The author has been described by News Ltd as an "iconoclast", "Svengali", a pollie's "economist muse", and "pungently accurate". Fairfax says he is a "Renaissance man" and "one of Australia’s most respected analysts." Stephen Koukoulas concludes that he is "85% right", and "would make a great Opposition leader." Terry McCrann claims the author thinks "‘nuance’ is a trendy village in the south of France", but can be "scintillating" when he thinks "clearly". The ACTU reckons he’s "an enigma wrapped in a Bloomberg terminal, wrapped in some apparently well-honed abs."

Tuesday, November 2, 2010

Terry McCrann is back...

Most economists got today's rates decision wrong. But Terry McCrann was one of the few to pick it, and is well and truly back in business. HSBC's Paul Bloxham had shifted his (previously correct) November hike call to December, and so got wrong-footed. I did not personally have a view: a colleague asked for my position minutes before the decision, and I responded: "Don’t trust the RBA’s decision-making framework right now—they could do anything, fwiw." That's the truth. The RBA has confused everybody. The fact is that all of my October arguments regarding the need to ignore current CPI data, and base rate decisions today on forecasts for the future, were absolutely spot-on. The RBA has demonstrated with this decision that they were not, as claimed by many, waiting for the third quarter CPI data.
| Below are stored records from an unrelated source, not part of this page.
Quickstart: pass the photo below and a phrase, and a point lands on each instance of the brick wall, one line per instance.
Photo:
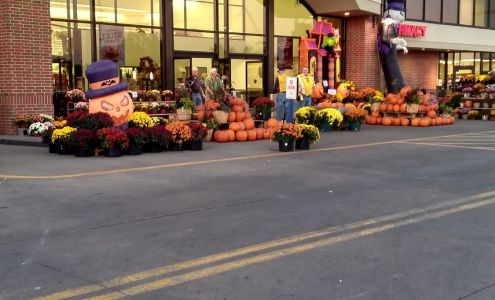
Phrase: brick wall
(362, 61)
(25, 57)
(420, 68)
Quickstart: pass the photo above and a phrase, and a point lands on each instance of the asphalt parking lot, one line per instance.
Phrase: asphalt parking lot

If they were, they would have paused this month. The core and headline CPI prints were low. A more likely explanation is that the Board got the interest rate yips for some reason in October. The truth is shit happens. Anyone who has sat in board meetings knows this. Maybe it was the currency. Maybe it was the fact that three external directors were missing (including noted hawk Warwick McKibbin), which was very unusual. Maybe they got stage-fright. They had prepared conditions perfectly for a hike in October, and there was shock all round when it did not materialise. And let's be clear: the consequences of this decision are far-reaching: the RBA has, for the first time, broken the nexus between CPI prints and rate changes. It is now truly an 'inflation targeter', and was clearly haunted by the ghosts of 2006-07 when it was head-faked by the two low core CPI prints, which were identical to the outcomes in the second and third quarters in 2010, as I discuss below. They were evidently not going to risk making that same mistake. This means financial markets will be much less confident about forecasting future rate decisions, which is not a terribly bad thing.